2. Nouveaux terrains de reproduction : Les conditions météorologiques extrêmes, telles que les inondations, créent une abondance soudaine d’eau stagnante, transformant les paysages ordinaires en gigantesques sites de reproduction des moustiques.
“À mesure que vous pensez vous rapprocher de plus en plus [de l’élimination], quelque chose se produit, comme des conditions météorologiques extrêmes, qui affectent ensuite la vitesse à laquelle les moustiques se reproduisent”, explique Nomcebo Dlamini, responsable de la surveillance du paludisme.
La crise mondiale du financement
La lutte contre le paludisme n’est pas seulement une lutte locale mais mondiale. Le Fonds mondial de lutte contre le sida, la tuberculose et le paludisme a noté que les cas de paludisme ont augmenté dans le monde pendant six années consécutives.

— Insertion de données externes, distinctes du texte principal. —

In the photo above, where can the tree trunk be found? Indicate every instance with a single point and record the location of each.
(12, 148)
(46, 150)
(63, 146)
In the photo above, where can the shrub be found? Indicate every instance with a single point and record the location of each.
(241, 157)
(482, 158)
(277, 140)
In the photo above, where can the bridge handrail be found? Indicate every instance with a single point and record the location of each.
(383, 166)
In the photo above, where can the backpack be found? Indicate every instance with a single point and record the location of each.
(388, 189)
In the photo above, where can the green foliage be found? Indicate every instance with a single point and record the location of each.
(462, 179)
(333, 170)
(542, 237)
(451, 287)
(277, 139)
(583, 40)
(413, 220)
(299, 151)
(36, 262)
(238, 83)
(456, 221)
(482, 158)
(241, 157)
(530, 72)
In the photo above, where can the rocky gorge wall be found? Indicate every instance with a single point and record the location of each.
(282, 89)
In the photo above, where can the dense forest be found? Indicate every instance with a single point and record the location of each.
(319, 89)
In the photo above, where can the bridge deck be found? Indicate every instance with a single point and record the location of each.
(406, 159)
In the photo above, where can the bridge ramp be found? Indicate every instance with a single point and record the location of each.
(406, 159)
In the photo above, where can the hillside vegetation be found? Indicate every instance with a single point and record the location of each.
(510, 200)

Un facteur important de cette tendance est la réduction de l’aide internationale. L’année dernière, le Fonds mondial a dû réduire de 1,4 milliard de dollars les subventions existantes en raison des promesses non tenues des donateurs. Même si Eswatini a réussi à maintenir ses services de base, ces réductions ont déjà commencé à réduire la fréquence de formation des agents de santé essentiels.
La voie à suivre
Pour lutter contre ces menaces multiformes, le gouvernement d’Eswatini propose une évolution vers des contrôles intégrés aux frontières. En rendant les documents de voyage et les passeports officiels plus accessibles, le gouvernement espère encourager les passages formels, ce qui permettrait une meilleure surveillance sanitaire et des données plus prévisibles.

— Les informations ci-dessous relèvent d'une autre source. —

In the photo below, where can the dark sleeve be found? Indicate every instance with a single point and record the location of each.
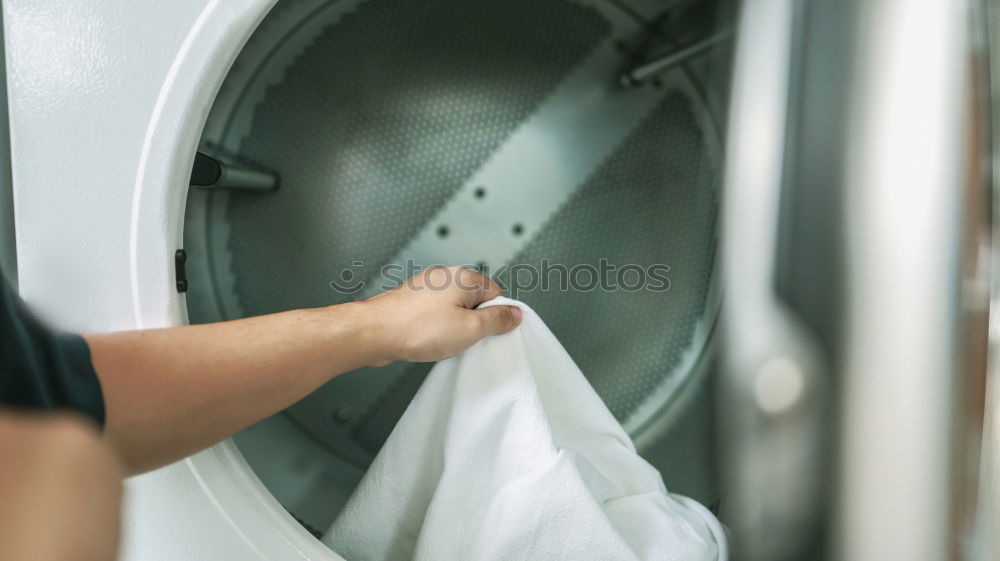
(41, 369)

Même si les obstacles – résistance aux insecticides, volatilité climatique et diminution des fonds – sont redoutables, Eswatini reste déterminé à atteindre son objectif.
Conclusion
La mission d’Eswatini visant à éliminer le paludisme est mise à l’épreuve par les changements environnementaux et les réalités économiques au-delà de ses frontières. Le succès dépendra de la capacité du pays à renforcer sa surveillance et à formaliser les mouvements aux frontières plus rapidement que la maladie ne pourra s’adapter au changement climatique.